The Handmaid's Tale (1990)

The Handmaid's Tale is a very bad film, which looks as though it's been directed by some well-meaning chimpanzees who have blagged their way into film school. Its profoundly cheap vision of the future involves dressing paramilitary police in black and giving them (black) visors, while making the stars look like they're performing in an afternoon soap-opera, which is about as unworldly as you can get. Perhaps the plot - environmental disaster; a plague of infertility; civil discontent; rightwing dictatorship; blacks, homos and pinkos deported; nubile women concubined - is the kind of thing that works in a novel. But the film makes it seem so silly that I can't imagine it turning out much better in the book (which I haven't read).

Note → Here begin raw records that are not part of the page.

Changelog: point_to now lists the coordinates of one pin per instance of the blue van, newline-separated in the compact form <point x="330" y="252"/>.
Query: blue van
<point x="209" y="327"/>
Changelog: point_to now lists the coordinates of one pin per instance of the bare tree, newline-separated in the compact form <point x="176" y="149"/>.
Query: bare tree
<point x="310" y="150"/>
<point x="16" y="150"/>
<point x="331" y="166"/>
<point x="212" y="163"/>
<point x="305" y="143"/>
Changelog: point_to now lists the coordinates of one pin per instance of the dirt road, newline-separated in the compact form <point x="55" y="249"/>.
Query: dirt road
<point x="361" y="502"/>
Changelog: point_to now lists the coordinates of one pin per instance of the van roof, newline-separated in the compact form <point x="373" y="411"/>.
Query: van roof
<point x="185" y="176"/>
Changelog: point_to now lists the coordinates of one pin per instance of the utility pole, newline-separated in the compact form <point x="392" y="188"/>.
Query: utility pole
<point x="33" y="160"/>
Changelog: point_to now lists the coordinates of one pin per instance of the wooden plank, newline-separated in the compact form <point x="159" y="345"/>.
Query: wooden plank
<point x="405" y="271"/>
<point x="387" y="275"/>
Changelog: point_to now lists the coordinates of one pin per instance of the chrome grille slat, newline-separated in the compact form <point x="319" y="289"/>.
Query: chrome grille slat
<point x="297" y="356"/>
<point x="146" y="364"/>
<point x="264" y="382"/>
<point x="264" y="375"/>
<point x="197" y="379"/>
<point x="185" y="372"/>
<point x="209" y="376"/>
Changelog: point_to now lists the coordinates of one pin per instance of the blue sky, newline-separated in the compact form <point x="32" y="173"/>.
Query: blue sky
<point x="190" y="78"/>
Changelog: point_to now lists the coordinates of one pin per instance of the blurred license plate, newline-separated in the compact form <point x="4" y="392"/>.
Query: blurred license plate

Miranda Richardson is one of the sex slaves, Robert Duvall one of the men-in-black, Faye Dunaway his infertile wife, Aidan Quinn their trusted chauffeur and man-at-arms. The second tries to impregnate the first so that the third can adopt the resulting baby. The third gets jealous of the first, who gets frisky with the second, and then starts an affair with the fourth. Your classic love quadrangle, all colour-coded so it's easy to follow (Dunaway always wears blue, Richardson red).

Duvall thinks he can win Richardson over with illegal copies of Cosmo and games of scrabble. But she still hates his guts, and she keeps winning! Why? Because before the sex-slave stuff she was a librarian! Does this advance the plot in any way? What plot? Oh yes, the good guys against the bad guys, which how it turns out in the end, with a voice-over lifted from The Terminator, and Richardson pregnant and safe in a caravan in the wild, rebel-held mountains. How did the rebels get a caravan up a mountain? One among many many questions.


  1. The book is MUCH better, haunting and stark. The film, alas, does not live up to the book. But it's still a film that has stuck in my memory, for whatever reason. Probably because I want it to be better than it is.

  2. Thanks Jennifer. Other people have told me that the book is excellent too. I've always avoided Margaret Atwood, but perhaps I should remedy this in 2012, starting with this novel.

    Some of the film's imagery has also stayed with me far longer than poor-quality moviemaking usually does. I get the feeling that there's a good film here really struggling, and failing miserably, to get out (most notably in the actors' performances).

  3. The book confuses Christianity with Islam and that is difficult to overlook. If it were not a "feminist world view" but was written by a normal Sci-author it would have never been published. Awful book worse film

  4. Fai Mao, I suspect that you're letting your own prejudices impose a jaundiced interpretation on the novel. The book has nothing at all to do with Islam. Atwood is interested in looking at how aspects of the Christian tradition can be used as vehicles for subjugation. And contrary to your counter-factual speculations on why it was published, the book has been embraced far more enthusiastically by the sci-fi community than the author would like. Though it won the Arthur C. Clarke award, Atwood is keen to deny that it's a work of science-fiction, preferring the term 'speculative fiction'.